Re: [PATCH v4 1/2] drm/i915: Prepare for multiple GTs

From: Andi Shyti <andi.shyti@linux.intel.com>
To: Michal Wajdeczko <michal.wajdeczko@intel.com>
Cc: Abdiel Janulgue <abdiel.janulgue@gmail.com>,
	Andi Shyti <andi.shyti@linux.intel.com>,
	Tvrtko Ursulin <tvrtko.ursulin@intel.com>,
	Intel GFX <intel-gfx@lists.freedesktop.org>,
	Lucas De Marchi <lucas.demarchi@intel.com>,
	DRI Devel <dri-devel@lists.freedesktop.org>,
	Daniele Ceraolo Spurio <daniele.ceraolospurio@intel.com>,
	Matthew Auld <matthew.auld@intel.com>,
	Andi Shyti <andi@etezian.org>,
	Sujaritha Sundaresan <sujaritha.sundaresan@intel.com>
Subject: Re: [PATCH v4 1/2] drm/i915: Prepare for multiple GTs
Date: Tue, 18 Jan 2022 01:12:30 +0200	[thread overview]
Message-ID: <YeX33lpVBOzOERFK@intel.intel> (raw)
In-Reply-To: <700309d2-7982-a7f4-f5f9-c1d51eafc927@intel.com>

Hi Michal,

> please find few late nits below

thanks for the comments!

> > On a multi-tile platform, each tile has its own registers + GGTT
> > space, and BAR 0 is extended to cover all of them.
> > 
> > Up to four gts are supported in i915->gt[], with slot zero
> 
> s/gts/GTs (to match as below)

OK!

> > diff --git a/drivers/gpu/drm/i915/gt/intel_gt.c b/drivers/gpu/drm/i915/gt/intel_gt.c
> > index 622cdfed8a8b..17927da9e23e 100644
> > --- a/drivers/gpu/drm/i915/gt/intel_gt.c
> > +++ b/drivers/gpu/drm/i915/gt/intel_gt.c
> > @@ -27,7 +27,8 @@
> >  #include "shmem_utils.h"
> >  #include "pxp/intel_pxp.h"
> >  
> > -void __intel_gt_init_early(struct intel_gt *gt, struct drm_i915_private *i915)
> > +static void
> > +__intel_gt_init_early(struct intel_gt *gt)
> 
> no need to split line

yeah... this was a change I was always very tempted to do but
decided to leave it as it is because the patch is not mine. Will
do!

> >  {
> >  	spin_lock_init(&gt->irq_lock);
> >  
> > @@ -47,19 +48,27 @@ void __intel_gt_init_early(struct intel_gt *gt, struct drm_i915_private *i915)
> >  	intel_rps_init_early(&gt->rps);
> >  }
> >  
> > +/* Preliminary initialization of Tile 0 */
> 
> maybe:
> 
> void intel_gts_init_early(struct drm_i915_private *i915)

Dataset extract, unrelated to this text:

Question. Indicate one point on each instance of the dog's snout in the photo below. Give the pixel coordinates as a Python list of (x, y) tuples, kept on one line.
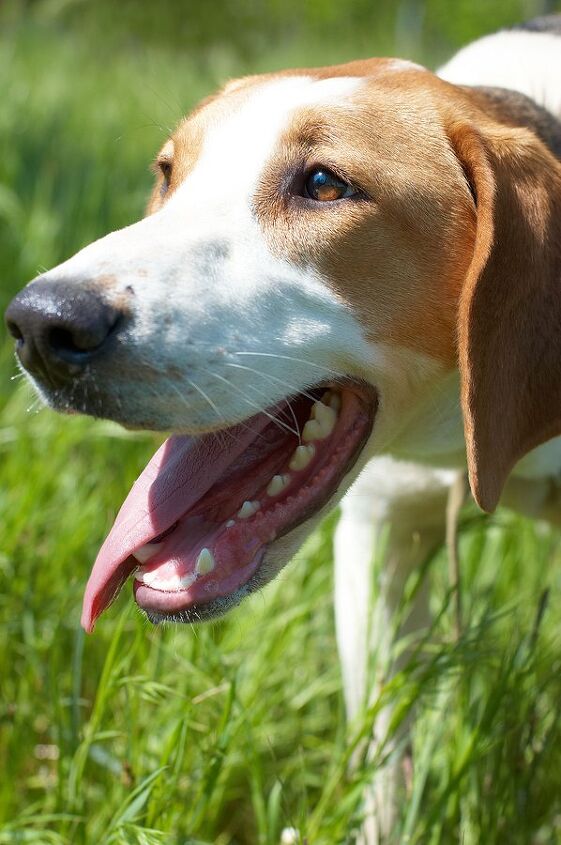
[(59, 327)]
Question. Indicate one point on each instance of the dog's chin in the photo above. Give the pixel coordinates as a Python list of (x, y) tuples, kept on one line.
[(216, 516), (276, 557)]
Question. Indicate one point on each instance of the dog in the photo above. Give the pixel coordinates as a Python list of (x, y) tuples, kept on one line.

We had a discussion about the use of 'gts' vs 'gt' and all the
previous refactoring patches[*] where coming because the use of
'gts' brings confusion: what does gts mean? GTS or GTs? So that
we decided to just use gt in its singular form and if needed,
perhaps, use 'multi_gt' for plural.

The function below is indeed used only during probe so that we
can remove the first parameter and have it as you suggest.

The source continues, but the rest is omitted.